There are times when you are sure your ksuid is correct. But you need to get it from bytes or string and pass it
it's to the structure. For this, there are OrNil functions that return ksuid.Nil on error and can be called
directly in the structure.

**Functions:**
- `ParseOrNil()`
- `FromPartsOrNil()`
- `FromBytesOrNil()`

An example of using the function without OrNil:
```go
func getPosts(before, after []byte) {
b, err := ksuid.FromBytes(before)
if err != nil {
// handle error
}

a, err := ksuid.FromBytes(after)
if err != nil {
// handle error
}

sortOptions := SortOptions{Before: b, After: a}
}
```

It is much more convenient to do it like this:

```go
func getPosts(before, after []byte) {
sortOptions := SortOptions{
Before: ksuid.FromBytesOrNil(before),
After: ksuid.FromBytesOrNil(after),
}
}
```

OrNil functions are also used in many other libraries:

- [satori/go.uuid](https://github.com/satori/go.uuid)
- [oklog/ulid](https://github.com/oklog/ulid) (panic)

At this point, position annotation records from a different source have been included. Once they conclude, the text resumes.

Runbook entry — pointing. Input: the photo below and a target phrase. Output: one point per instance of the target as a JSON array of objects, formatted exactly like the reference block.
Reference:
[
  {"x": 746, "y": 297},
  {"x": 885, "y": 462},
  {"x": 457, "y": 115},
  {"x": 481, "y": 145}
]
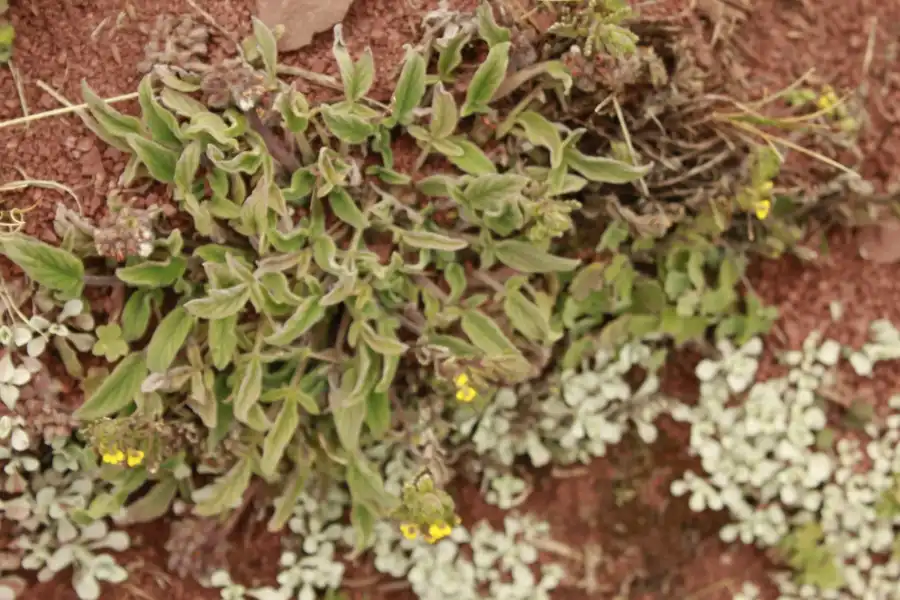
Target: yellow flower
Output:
[
  {"x": 135, "y": 457},
  {"x": 438, "y": 531},
  {"x": 464, "y": 392},
  {"x": 409, "y": 530},
  {"x": 113, "y": 457}
]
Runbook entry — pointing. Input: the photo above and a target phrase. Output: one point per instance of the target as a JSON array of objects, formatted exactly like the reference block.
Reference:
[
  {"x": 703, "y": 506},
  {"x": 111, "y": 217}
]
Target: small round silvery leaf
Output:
[
  {"x": 70, "y": 309},
  {"x": 86, "y": 587},
  {"x": 19, "y": 441}
]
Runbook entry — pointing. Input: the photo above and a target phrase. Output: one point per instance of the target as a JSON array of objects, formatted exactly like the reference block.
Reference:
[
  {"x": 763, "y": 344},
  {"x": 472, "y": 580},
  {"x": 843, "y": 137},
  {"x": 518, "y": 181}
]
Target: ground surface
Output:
[{"x": 628, "y": 538}]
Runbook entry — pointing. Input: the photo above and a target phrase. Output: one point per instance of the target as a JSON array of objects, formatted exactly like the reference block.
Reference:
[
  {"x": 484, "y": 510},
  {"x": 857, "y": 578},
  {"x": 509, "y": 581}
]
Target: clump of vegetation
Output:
[{"x": 362, "y": 286}]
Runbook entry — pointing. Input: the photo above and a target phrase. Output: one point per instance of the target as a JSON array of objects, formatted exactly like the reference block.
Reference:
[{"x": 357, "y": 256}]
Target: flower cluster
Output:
[
  {"x": 464, "y": 391},
  {"x": 115, "y": 456},
  {"x": 426, "y": 511}
]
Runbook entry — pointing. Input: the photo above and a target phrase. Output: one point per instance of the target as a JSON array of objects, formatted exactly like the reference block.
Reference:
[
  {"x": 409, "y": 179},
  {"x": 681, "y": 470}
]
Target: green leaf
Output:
[
  {"x": 113, "y": 122},
  {"x": 285, "y": 503},
  {"x": 310, "y": 312},
  {"x": 347, "y": 126},
  {"x": 222, "y": 340},
  {"x": 162, "y": 124},
  {"x": 187, "y": 166},
  {"x": 526, "y": 317},
  {"x": 604, "y": 170},
  {"x": 488, "y": 30},
  {"x": 51, "y": 267},
  {"x": 382, "y": 344},
  {"x": 268, "y": 49},
  {"x": 444, "y": 114},
  {"x": 168, "y": 339},
  {"x": 541, "y": 132},
  {"x": 279, "y": 436},
  {"x": 154, "y": 504},
  {"x": 249, "y": 389},
  {"x": 117, "y": 391},
  {"x": 153, "y": 274},
  {"x": 431, "y": 241},
  {"x": 345, "y": 208},
  {"x": 378, "y": 414},
  {"x": 349, "y": 410},
  {"x": 451, "y": 55},
  {"x": 528, "y": 258},
  {"x": 219, "y": 304},
  {"x": 473, "y": 160},
  {"x": 206, "y": 126},
  {"x": 486, "y": 334},
  {"x": 136, "y": 314},
  {"x": 363, "y": 521},
  {"x": 159, "y": 160},
  {"x": 487, "y": 79},
  {"x": 356, "y": 77},
  {"x": 226, "y": 492},
  {"x": 492, "y": 191},
  {"x": 410, "y": 88}
]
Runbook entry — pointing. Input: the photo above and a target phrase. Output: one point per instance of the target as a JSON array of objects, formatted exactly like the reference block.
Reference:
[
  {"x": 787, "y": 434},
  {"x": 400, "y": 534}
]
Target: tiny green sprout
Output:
[{"x": 110, "y": 343}]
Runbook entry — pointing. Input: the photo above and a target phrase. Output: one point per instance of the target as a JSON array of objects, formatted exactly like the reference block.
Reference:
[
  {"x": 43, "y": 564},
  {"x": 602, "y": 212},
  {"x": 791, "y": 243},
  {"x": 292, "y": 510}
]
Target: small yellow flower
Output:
[
  {"x": 113, "y": 457},
  {"x": 409, "y": 530},
  {"x": 135, "y": 457},
  {"x": 438, "y": 531},
  {"x": 464, "y": 392}
]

## Implementations for other languages

- Python: [svix-ksuid](https://github.com/svixhq/python-ksuid/)
- Python: [cyksuid](https://github.com/timonwong/cyksuid)
- Ruby: [ksuid-ruby](https://github.com/michaelherold/ksuid-ruby)
- Java: [ksuid](https://github.com/ksuid/ksuid)
- Java: [ksuid-creator](https://github.com/f4b6a3/ksuid-creator)
- Rust: [svix-ksuid](https://github.com/svix/rust-ksuid)
- dotNet: [Ksuid.Net](https://github.com/JoyMoe/Ksuid.Net)
- dotnet: [KsuidDotNet](https://github.com/steve-warren/ksuid)
- Erlang: [erl-ksuid](https://github.com/exograd/erl-ksuid)
- Zig: [zig-ksuid](https://github.com/toffaletti/zig-ksuid)

## License

ksuid source code is available under an MIT [License](/LICENSE.md).